Painting the Ocean & the Sky
The Language of Nuance and Purpose in our Non-Carceral Community Crisis Response
By Shira Hassan
A resource by IC Transformative Justice Fellow Shira Hassan for anyone who is working to build collective community-based, non-carceral responses to crisis — and to prevent and create spaces to heal from them, to create and maintain resources that interrupt the almost routine harm and violence our communities experience as we simply move through our daily lives. It is offered in the spirit of knowing that everything written here can and should change over time, be pushed back on, expanded, and refined.
This piece emerged from Shira’s hundreds of hours of conversation with abolitionist activists, organizers, and service providers at IC’s Transformative Justice Help Desk, and after attending, assisting in co-designing, and facilitating IC’s monthly online Building Coordinated Crisis Response Learning Spaces, and is informed by her decades of experience.

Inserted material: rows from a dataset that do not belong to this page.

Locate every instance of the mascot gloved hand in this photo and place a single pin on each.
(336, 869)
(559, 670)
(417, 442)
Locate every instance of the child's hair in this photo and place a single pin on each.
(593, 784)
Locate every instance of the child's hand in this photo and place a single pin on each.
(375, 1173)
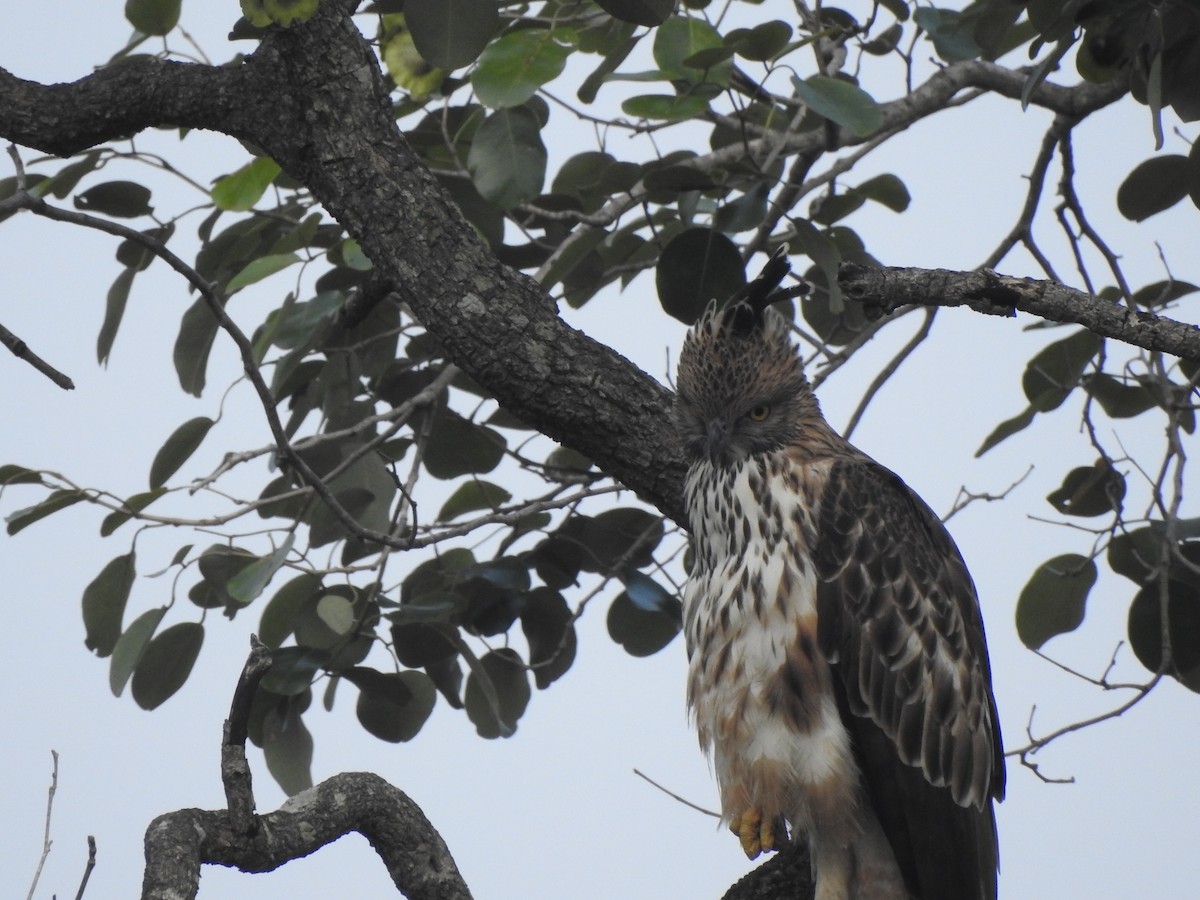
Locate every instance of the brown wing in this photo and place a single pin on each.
(899, 618)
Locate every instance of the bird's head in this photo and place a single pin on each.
(741, 381)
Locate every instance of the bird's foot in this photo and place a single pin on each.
(755, 832)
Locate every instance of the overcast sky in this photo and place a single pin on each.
(556, 810)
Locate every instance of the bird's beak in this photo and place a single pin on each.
(717, 439)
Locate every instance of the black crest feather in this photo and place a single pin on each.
(745, 307)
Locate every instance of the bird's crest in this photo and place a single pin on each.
(745, 307)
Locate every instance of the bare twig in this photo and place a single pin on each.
(235, 774)
(987, 292)
(673, 796)
(87, 870)
(889, 370)
(46, 839)
(966, 497)
(21, 351)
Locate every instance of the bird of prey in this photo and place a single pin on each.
(838, 671)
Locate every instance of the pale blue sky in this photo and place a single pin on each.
(557, 810)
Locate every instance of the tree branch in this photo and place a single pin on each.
(885, 289)
(178, 844)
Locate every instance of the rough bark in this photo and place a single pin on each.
(885, 289)
(315, 99)
(413, 852)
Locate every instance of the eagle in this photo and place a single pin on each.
(838, 670)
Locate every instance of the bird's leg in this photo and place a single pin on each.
(757, 833)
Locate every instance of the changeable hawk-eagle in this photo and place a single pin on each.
(838, 671)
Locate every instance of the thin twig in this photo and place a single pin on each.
(675, 796)
(87, 870)
(21, 351)
(46, 840)
(889, 370)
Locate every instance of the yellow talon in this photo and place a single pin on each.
(755, 833)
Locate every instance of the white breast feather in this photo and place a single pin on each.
(735, 719)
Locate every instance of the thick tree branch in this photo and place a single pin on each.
(418, 861)
(178, 844)
(886, 289)
(321, 81)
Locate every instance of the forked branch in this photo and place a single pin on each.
(178, 844)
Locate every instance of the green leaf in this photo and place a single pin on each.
(424, 643)
(287, 747)
(558, 561)
(1145, 627)
(1006, 430)
(123, 199)
(1161, 293)
(12, 474)
(114, 311)
(153, 17)
(281, 612)
(293, 670)
(1193, 174)
(279, 12)
(250, 582)
(840, 102)
(450, 34)
(647, 594)
(507, 157)
(197, 331)
(258, 269)
(678, 40)
(1054, 600)
(57, 501)
(473, 496)
(1090, 491)
(241, 190)
(666, 107)
(219, 564)
(337, 613)
(178, 449)
(103, 604)
(952, 33)
(1055, 371)
(617, 539)
(643, 631)
(130, 507)
(887, 190)
(457, 447)
(1117, 400)
(497, 694)
(130, 647)
(761, 42)
(743, 213)
(549, 627)
(697, 265)
(639, 12)
(393, 706)
(166, 664)
(69, 177)
(1137, 555)
(1155, 185)
(513, 69)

This essay is a small attempt at refining some necessary language that current abolitionist activists and organizers are using when building coordinated structures of care that are alternatives to police/carceral emergency services. In our liberatory communities, we work hard for our terms and language — the meaning of words matter. In a workshop led by the Detroit Narrative Agency at the Allied Media Conference, facilitators offered the phrasing “Clarity is a love language.” Getting clear creates a collective understanding of our work, allows for boundaries, gives us room to see ourselves, our power, and our formations so we can continue to nourish our resistance movements. Intentionally naming who we are and why, how and what we are creating is of crucial importance to continuing to build complex and viable community-led responses that do not involve the state.
When painting a landscape we need to “differentiate the blue of the ocean from the blue of the sky” so that we can see the horizon and know where we are going and how to get there. In this resource, Shira paints some broad strokes to help us to make critical distinctions and ask ourselves critical questions as we build coordinated community crisis responses and learn from our work together.